Using modern technology, firms are trying to make supersonic jets that are quieter, safer, more efficient and more economical to run.
“The viability of supersonic flight depends entirely on the ability to reduce operating costs sufficiently to allow a viable business model,” said Boom Supersonic, one of today’s contenders.
“Surprisingly, this requires just a 30% efficiency improvement over Concorde's 50 year-old airframe and engines.”
A start-up created by former Amazon employee and certified pilot Blake Scholl, Boom is focused on driving down ticket prices to make supersonic flight, if not mainstream, much more commonplace than the notoriously exclusive Concorde.
It is designing its aircraft so operators can fly them profitably while charging the same fare as regular business-class flights, according to the company. It claims the aircraft will have the same fuel consumption, and therefore emissions profile, as a sub-sonic business class flight.
A round trip from London to New York would cost around $5,000, a figure many business class customers are already willing to pay, Scholl told Bloomberg.
Another key differntiator, according to the company, is the aircraft’s smaller capacity compared with Concorde. With only 45 seats, similar to the amount of premium seating in a standard, Boom expects its aeroplane to be easier to fill to capacity.
The firm has recently found backing from Richard Branson’s Virgin Atlantic.
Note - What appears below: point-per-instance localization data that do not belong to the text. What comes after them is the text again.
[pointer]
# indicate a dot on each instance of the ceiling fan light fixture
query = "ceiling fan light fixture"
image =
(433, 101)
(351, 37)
One of Concorde’s main limitations was its noise. Many national airspace regulators do not allows supersonic flight over land because of the sonic boom, two loud cracks the aeroplane makes when breaking the sound barrier.
It is unsurprising then that many of the new generation of supersonic aircraft makers are working to reduce noise and subdue the sonic boom.
Aerion Corporation, whose supersonic aircraft will have thin, short wings quite unlike Concorde’s delta wing, said its aeroplane will have “boomless flight” at speeds of Mach 1.2. If successful, it hopes the US Civil Aviation Authority and other authorities will grant it permission to fly supersonic over land.
The firm is working with Airbus Defence and Space to develop composite materials to reduce weight while improving strength and rigidity.
Another firm trying to eliminate the sonic boom is Spike Aerospace. The Boston based engineering and design firm said its supersonic jet will be able to fly at Mach 1.6 without producing a boom. It claims its sonic signature will sound “like a soft clap or background noise”.
NASA too is moving into the quiet supersonic field, alongside military contractor Lockheed Martin.
“Developing, building and flight testing a quiet supersonic X-plane is the next logical step in our path to enabling the industry’s decision to open supersonic travel for the flying public,” said Jaiwon Shin, associate administrator for NASA’s Aeronautics Research Mission.
Shin was speaking at an event in February where Lockheed Martin was awarded $20m to start the preliminary design work on its Quiet Supersonic Technology.